Religare Enterprises Ltd, a public listed holding arm of the diversified financial services group, is raising Rs 550 crore (over $90 million) through a preferential allotment to an investment arm of Standard Chartered besides a company related to the Dhillon family.
Under the proposed fundraising, Religare Enterprises is issuing shares worth Rs 550 crore to Standard Chartered Bank (Mauritius) Ltd and Bestest Developers Private Limited, as per a stock market disclosure. The firm did not disclose the break-up of the money to be raised from the two.
Given the current market price, it could lead to around 10 per cent equity dilution.

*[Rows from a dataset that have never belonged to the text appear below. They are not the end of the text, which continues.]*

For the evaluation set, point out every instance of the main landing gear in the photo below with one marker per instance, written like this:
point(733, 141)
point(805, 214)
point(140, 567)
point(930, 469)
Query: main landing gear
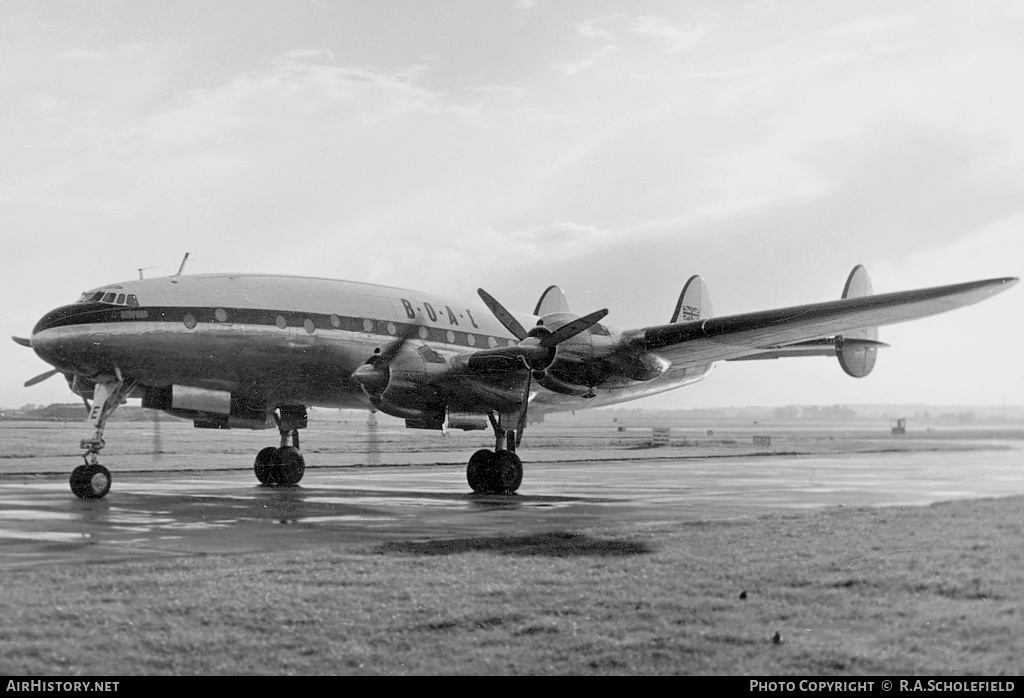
point(91, 480)
point(284, 465)
point(498, 471)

Bestest Developers is a wholly owned subsidiary of privately held SGGD Projects Development Pvt Ltd (previously known as Mehta & Mehta Real Estate Pvt Ltd), which currently owns 2.7 per cent equity stake in Religare Enterprises. This stake was acquired last September through a deal worth around Rs 139 crore where the promoters sold their stake.
SGGD Projects in turn is controlled by Shabnam Dhillon, who is part of the Dhillon family. One of her two sons Gurpreet Singh Dhillon is CEO of Religare Health Trust, the Singapore-listed REIT housing a part of Fortis’ business. Shabnam Dhillon separately owns around 13 per cent of Religare Enterprises.

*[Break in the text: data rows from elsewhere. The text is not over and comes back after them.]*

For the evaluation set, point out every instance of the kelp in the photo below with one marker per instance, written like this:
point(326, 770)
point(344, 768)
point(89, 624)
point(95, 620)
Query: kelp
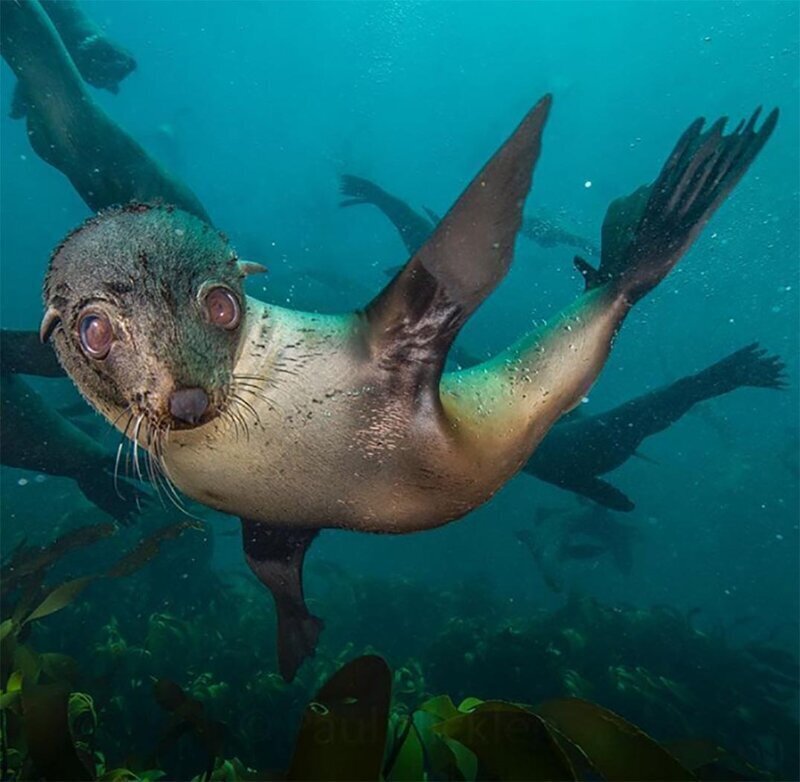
point(660, 670)
point(46, 727)
point(51, 748)
point(343, 733)
point(33, 561)
point(187, 715)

Dhillons are closely associated with Malvinder and Shivinder Singh, the billionaire brothers who are the promoters of Religare. However, they do not form part of the promoter group.
The proposed preferential allotment, which is subject to approval from shareholders, would also allow promoters to prune their holding.

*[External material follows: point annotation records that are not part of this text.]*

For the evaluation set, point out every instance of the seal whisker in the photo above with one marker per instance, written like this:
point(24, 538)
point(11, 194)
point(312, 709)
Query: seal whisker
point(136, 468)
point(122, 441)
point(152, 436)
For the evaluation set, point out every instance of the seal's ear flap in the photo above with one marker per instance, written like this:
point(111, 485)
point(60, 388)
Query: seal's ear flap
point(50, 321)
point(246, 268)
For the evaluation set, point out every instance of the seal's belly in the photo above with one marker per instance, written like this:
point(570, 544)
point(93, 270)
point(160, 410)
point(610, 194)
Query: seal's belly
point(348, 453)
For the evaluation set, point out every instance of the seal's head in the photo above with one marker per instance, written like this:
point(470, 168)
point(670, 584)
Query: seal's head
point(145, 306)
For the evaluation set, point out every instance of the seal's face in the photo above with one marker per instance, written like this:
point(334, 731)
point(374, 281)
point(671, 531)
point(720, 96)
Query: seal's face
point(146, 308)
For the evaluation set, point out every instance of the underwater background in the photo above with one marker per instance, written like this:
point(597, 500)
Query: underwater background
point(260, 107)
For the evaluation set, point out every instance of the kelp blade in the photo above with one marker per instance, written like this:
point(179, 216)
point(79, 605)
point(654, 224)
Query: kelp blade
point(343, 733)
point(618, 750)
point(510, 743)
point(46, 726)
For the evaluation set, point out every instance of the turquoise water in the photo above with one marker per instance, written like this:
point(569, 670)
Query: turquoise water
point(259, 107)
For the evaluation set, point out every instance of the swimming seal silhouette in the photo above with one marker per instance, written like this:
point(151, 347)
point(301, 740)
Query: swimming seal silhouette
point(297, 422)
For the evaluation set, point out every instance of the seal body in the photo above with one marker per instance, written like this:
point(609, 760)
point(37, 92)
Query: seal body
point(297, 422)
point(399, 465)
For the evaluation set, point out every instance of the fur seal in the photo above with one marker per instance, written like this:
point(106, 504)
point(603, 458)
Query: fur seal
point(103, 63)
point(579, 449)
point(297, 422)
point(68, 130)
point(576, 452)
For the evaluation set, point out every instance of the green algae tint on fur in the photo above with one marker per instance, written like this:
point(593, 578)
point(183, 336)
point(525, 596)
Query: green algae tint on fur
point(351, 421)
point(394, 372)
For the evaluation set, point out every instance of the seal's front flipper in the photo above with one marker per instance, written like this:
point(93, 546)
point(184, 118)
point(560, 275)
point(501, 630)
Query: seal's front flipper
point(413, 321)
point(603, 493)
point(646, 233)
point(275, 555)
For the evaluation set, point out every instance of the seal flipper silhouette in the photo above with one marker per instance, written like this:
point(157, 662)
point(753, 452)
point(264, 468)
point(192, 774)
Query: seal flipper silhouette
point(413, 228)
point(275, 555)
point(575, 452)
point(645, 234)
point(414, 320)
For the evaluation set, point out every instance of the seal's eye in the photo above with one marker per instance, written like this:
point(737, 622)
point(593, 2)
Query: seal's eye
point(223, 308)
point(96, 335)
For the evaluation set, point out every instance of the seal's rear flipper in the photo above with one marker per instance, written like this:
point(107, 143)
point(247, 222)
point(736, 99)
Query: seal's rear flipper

The promoters held 60.71 per cent as on December 31, 2013 and after accounting for convertibles held by the public, they own around 55-56 per cent. The latest transaction will help them bring down the stake to around 50 per cent or less.
The promoters of Religare have been cutting their holding as part of their stake divestment to bring down their shareholding to 49 per cent to qualify Religare Enterprises as a non-operating financial holding company (NOFHC) as per RBI guidelines to apply for a banking licence.
According to the RBI guidelines, the applicant shall be eligible to set up a bank through a wholly owned NOFHC. The objective for the central bank is that the holding company should ring-fence the regulated financial services entities of a group, including the bank from other activities of the group. As per the guidelines on banking licences, the NOFHC needs to be held by promoters and the promoter group only through companies in which they hold not more than 49 per cent.
Singh brothers held over 71 per cent in Religare Enterprises as of June 30, 2013.
In September, they sold around 8 per cent stake in Religare Enterprises for an estimated Rs 421 crore. Part of this was lapped up by US-based Customers Bancorp which had previously committed $51 million into the public-listed company.
For Standard Chartered this would mark more exposure to the group. Last year, Standard Chartered Private Equity had put in around Rs 300 crore in total to buy shares of the group company Fortis Healthcare through a mix of foreign currency convertible bonds (FCCBs), open market purchases and participation in an institutional placement programme (IPP).
Mumbai-based Religare Enterprises operates as an integrated financial services company and through its subsidiaries has interests in brokerage, insurance, asset management, lending solutions, investment banking, wealth management and private equity.